Kiedy doszło do rozpadu Oasis, wydawałoby się, że o braciach Gallagher już nie usłyszymy. Liam z resztą chłopaków założył Beady Eye, które kontynuuje ścieżkę Oasis, a Noel założył własny projekt, idąc swoją własną drogą. Po dość ciepło przyjętym debiucie na drugi album trzeba było czekać cztery lata.

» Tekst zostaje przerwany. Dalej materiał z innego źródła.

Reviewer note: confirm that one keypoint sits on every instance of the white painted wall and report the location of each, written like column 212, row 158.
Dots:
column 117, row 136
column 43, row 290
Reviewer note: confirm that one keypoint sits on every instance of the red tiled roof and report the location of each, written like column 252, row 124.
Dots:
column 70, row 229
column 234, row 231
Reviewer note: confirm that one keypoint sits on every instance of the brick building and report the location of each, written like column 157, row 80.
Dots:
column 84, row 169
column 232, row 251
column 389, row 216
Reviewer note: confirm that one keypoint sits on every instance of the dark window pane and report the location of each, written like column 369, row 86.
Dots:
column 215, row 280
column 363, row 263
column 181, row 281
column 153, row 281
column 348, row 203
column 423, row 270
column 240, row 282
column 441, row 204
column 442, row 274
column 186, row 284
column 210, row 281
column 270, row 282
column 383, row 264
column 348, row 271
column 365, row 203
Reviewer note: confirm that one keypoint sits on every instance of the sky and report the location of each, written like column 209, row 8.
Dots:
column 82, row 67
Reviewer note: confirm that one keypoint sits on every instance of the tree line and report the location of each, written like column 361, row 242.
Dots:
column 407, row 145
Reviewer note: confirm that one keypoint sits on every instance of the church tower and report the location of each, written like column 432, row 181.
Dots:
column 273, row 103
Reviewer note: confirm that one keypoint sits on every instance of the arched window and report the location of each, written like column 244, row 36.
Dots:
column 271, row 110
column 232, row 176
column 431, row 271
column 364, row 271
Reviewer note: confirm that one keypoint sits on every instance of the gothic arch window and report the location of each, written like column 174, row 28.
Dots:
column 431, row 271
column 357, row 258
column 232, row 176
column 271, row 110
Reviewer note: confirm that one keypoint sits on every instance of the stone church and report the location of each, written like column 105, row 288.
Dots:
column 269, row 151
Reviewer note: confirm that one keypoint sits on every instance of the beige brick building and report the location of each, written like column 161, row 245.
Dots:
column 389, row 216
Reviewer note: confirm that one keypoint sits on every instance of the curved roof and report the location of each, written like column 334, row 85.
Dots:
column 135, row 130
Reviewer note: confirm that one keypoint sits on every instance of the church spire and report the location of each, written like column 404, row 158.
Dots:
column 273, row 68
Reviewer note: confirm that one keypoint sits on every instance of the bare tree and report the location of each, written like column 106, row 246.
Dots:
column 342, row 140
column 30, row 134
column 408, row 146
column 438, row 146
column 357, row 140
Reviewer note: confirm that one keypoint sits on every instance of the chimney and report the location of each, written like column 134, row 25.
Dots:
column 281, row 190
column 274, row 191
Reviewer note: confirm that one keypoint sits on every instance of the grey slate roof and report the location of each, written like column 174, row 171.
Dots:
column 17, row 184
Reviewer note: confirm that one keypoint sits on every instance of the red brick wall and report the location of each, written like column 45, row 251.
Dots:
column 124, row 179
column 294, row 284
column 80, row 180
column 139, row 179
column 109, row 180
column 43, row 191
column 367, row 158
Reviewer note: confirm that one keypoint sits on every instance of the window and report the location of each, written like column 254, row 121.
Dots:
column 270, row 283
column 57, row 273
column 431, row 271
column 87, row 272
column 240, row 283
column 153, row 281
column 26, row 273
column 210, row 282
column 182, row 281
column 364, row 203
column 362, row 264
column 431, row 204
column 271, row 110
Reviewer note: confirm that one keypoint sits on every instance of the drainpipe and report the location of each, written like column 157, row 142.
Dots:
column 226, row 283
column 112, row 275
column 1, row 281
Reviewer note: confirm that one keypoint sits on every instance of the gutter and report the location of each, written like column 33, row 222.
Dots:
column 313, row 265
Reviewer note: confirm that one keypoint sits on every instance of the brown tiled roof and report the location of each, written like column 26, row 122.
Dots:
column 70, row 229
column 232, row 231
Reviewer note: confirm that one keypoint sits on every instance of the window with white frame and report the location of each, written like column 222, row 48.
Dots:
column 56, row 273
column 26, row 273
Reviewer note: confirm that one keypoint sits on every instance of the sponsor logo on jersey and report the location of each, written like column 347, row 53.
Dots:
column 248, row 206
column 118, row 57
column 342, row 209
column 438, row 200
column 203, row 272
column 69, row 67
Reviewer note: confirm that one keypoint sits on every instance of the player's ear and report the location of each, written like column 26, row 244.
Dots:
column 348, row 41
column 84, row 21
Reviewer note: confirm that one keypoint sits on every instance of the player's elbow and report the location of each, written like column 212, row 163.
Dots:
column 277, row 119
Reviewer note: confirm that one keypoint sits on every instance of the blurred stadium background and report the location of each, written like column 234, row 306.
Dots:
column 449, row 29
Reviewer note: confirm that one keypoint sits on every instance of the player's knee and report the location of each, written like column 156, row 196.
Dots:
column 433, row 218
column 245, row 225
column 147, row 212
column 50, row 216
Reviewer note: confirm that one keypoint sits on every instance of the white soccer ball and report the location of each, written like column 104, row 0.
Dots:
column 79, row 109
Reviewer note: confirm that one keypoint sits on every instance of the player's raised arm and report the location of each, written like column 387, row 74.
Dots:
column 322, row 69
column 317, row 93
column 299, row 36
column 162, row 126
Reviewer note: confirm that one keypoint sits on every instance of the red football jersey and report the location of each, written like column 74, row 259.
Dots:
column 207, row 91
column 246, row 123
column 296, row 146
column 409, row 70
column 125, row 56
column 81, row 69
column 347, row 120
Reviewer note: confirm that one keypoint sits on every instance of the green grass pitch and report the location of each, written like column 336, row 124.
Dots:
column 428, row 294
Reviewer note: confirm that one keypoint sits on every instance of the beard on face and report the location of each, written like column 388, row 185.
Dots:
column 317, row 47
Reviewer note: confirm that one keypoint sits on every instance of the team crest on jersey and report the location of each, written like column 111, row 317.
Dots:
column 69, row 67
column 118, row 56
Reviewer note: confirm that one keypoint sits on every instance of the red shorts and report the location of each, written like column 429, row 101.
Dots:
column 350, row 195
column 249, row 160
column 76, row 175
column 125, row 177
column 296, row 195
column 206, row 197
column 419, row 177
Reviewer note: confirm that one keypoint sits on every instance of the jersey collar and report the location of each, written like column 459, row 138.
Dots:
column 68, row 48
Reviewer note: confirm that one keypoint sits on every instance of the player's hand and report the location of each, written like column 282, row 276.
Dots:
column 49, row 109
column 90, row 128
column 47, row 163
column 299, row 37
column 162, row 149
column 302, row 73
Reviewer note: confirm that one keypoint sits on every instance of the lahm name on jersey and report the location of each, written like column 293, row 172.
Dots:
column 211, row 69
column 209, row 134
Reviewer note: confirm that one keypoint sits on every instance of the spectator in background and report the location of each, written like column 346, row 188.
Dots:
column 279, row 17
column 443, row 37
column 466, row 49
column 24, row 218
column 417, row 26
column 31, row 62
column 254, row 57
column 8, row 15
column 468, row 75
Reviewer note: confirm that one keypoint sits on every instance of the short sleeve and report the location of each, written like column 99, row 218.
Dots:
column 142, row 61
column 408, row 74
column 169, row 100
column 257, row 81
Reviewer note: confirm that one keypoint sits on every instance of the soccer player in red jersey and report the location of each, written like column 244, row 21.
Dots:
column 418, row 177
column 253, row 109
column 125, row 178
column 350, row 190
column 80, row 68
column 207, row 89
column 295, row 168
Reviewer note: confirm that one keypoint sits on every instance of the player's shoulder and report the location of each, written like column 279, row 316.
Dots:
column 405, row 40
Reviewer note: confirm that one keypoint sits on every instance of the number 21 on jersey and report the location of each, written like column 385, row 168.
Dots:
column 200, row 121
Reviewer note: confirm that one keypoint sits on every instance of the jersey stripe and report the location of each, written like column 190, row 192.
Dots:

I tak jak na poprzednim albumie słychać Noela zaczynającego każdy utwór od liczenia, potrafi zagrać interesujący riff i stworzyć miejscami mocno brudny klimat, podszyty melancholią. Jak w „Riverman” czy bardziej przebojowym „In the Heat of the Moment” z mocnym basem oraz… dzwonami. Facet wie jak zrobić potencjalny przebój, ale jednocześnie stara się, by tekst nie był o pierdołach. Czasami zdarzają się pewne podobieństwa do Oasis (melancholijne „The Girl with X-Ray Eyes” z Hammondami czy brudniejsze „Look All the Doors” z psychodelicznymi – troszkę – riffami), jednak Gallagher robi wszystko, by uniknąć monotonii, stąd m.in. pojawienie się dęciaków w „The Right Stuff” czy obecność Johnny’ego Marra w kończącym całość „The Ballad of Mighty I”.
Widać, że Noel lata wysoko i nawet pewne powtórzenia czy inspiracje macierzystą grupą jestem w stanie wybaczyć. Jedno jest pewne, Gallagher trzyma formę oraz fason, a słuchanie go sprawia naprawdę wielką frajdę. Mocny kandydat do płyty roku.